Man kann jedoch auch sagen, dass es bei Die Legende von Beowulf gar nicht so sehr um die sowieso schon allseits bekannte Handlung geht, sondern um die Inszenierung, die Action und die Technik. Was die allgemeine Inszenierung angeht, muss man dem Film wunderschöne Landschaftsdarstellungen und Kamerafahrten attestieren, und mit genau diesen beiden Dingen wird die Laufzeit des Films erheblich nach oben geschraubt. Bei der Action handelt es sich im Grunde genommen um ganze vier mehr oder weniger lange Kämpfe, welche auch gleich die Höhepunkte des Films darstellen und somit als hauptsächliche Existenzberechtigung für diesen Streifen angesehen werden dürfen. Kommen wir aber nun zur angewendeten Technik und wie das Gesamtbild der Animationen aussieht. Nun, die Landschaften sehen, wie gesagt, wirklich klasse aus. Ähnlich verhält es sich auch mit den Tieren und Monstern. Doch was war mit den Menschen los? Die Bewegungen von tanzenden Rittern erinnern an die Augsburger Puppenkiste und so darf man durchaus an der Funktionsfähigkeit der Motion Capture-Programme zweifeln. Aber auch die Gesichtsausdrücke (und zum Teil sogar die Blickrichtungen) der Charaktere passen zeitweise überhaupt nicht zum stattfindenden Dialog (mit Augen und Lippen hatte man wohl erhebliche Probleme, welche auch nicht gelöst werden konnten). Hier muss man sich ernsthafte Fragen darüber stellen, warum es die Macher von Final Fantasy - Die Mächte in Dir vor mehreren Jahren schon besser konnten, wir aber heute mit so etwas abgespeist werden sollen.

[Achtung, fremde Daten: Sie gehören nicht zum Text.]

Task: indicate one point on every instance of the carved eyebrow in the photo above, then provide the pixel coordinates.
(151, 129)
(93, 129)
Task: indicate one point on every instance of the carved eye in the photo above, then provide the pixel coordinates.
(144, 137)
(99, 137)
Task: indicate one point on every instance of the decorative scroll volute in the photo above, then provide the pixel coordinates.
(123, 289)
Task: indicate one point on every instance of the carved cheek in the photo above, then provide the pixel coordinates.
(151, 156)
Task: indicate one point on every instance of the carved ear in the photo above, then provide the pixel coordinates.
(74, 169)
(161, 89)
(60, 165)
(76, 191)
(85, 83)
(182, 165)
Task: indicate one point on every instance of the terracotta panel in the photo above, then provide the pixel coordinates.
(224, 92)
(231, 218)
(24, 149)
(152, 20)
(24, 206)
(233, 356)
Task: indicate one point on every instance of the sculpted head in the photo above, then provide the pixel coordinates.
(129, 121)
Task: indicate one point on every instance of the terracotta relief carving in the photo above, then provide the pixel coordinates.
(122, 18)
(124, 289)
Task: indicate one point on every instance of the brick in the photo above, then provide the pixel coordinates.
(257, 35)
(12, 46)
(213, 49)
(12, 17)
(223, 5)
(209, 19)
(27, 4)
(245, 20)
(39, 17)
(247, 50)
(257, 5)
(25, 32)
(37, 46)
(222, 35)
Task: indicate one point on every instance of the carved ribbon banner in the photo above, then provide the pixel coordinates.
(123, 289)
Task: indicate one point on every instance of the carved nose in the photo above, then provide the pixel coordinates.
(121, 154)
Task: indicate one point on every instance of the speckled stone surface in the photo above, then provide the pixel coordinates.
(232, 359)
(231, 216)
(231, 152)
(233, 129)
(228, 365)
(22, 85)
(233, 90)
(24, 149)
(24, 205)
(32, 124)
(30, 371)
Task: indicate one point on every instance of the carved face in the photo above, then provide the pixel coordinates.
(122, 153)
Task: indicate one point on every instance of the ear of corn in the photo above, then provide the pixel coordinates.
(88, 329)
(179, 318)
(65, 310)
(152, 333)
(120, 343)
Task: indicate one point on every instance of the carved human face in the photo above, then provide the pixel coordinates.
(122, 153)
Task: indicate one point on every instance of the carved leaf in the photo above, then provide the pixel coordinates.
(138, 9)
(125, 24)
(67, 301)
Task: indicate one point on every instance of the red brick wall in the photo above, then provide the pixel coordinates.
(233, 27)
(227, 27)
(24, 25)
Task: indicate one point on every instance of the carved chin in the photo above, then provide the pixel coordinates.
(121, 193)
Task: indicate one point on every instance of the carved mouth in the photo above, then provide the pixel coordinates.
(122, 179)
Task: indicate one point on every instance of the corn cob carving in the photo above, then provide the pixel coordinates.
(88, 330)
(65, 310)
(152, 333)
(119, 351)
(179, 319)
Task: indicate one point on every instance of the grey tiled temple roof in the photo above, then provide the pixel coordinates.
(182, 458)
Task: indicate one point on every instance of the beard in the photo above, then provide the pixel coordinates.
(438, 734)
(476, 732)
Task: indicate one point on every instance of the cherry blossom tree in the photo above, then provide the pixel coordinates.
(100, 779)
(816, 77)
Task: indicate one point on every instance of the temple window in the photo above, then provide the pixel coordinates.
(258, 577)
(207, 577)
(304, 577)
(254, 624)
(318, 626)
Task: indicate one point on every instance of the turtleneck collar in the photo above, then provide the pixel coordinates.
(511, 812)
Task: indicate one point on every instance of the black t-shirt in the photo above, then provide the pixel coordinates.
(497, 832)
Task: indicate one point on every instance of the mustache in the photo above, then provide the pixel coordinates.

Robert Zemeckis hat versucht einen ernsten Film zu drehen, ging aber offensichtlich mit zu wenig Ehrgeiz an die Sache ran, um die genannten Mängel auszumerzen. Dazu kommt ein Soundtrack, welcher in der ersten Minute gefällt, danach während der kompletten Geschichte nicht mehr präsent ist, um beim Abspann vollkommen deplaziert zu wirken. Als wäre das nicht genug, ist der Film oft unfreiwillig (und vor allem vollkommen unpassend) lustig. So erinnert eine Szene, in welcher Beowulf nackt kämpfen will (dies natürlich auch mit einer tollen und nachvollziehbaren Begründung), irgendwie an den Vorspann von Austin Powers. Damit dürfte genug gesagt sein...

Bei den Sprechern stechen vor allem John Malkovich (Per Anhalter durch die Galaxis, Eragon - Das Vermächtnis der Drachenreiter) als des Königs Berater Unferth und Crispin Glover (Willard, The Wizard of Gore) als Grendel aus der Masse heraus. Beide treffen den idealen Tonfall ihrer Figuren und überzeugen von Anfang bis zum Schluss. Auch Angelina Jolie (Mr. & Mrs. Smith, Der gute Hirte) macht Ihre Sache als Grendels Mutter alles Andere als schlecht, und auch die meisten anderen Beteiligten müssen sich nicht verstecken. Was Ray Winstone (King Arthur, Departed: Unter Feinden) als Beowulf angeht, hätte man sich bei seinen Kampfschreien allerdings etwas mehr Inbrunst gewünscht, denn diese kommen doch oft etwas zu lasch daher. Aber ansonsten ist auch gegen ihn in der Hauptrolle nichts einzuwenden. Wenn nur die Gesichtsanimationen auf einem ähnlich guten Niveau wären.

Zwar bilden sich beim Betrachten dieses neuesten Animationsfilms des Öfteren kleinere und größere Fragezeichen über den Köpfen der Zuschauer (und dabei spielt es keine Rolle ob die Mimik einer Figur, ein lächerlicher und unpassender Witz oder ein nicht selten etwas konfuser Dialogsatz daran schuld ist), doch handelt es sich dank der atemberaubenden Action, den äußerst gelungenen Umgebungen und dem herausragenden Charakterdesign dennoch nicht um einen Totalausfall. Wem also etwas Action und viele schöne Bilder (sprich: Eye Candy) bei einem solchen Abenteuerfilm reichen, der kann sich trotz aller Kritik auf ein Treffen mit dem Kraftpaket Beowulf freuen.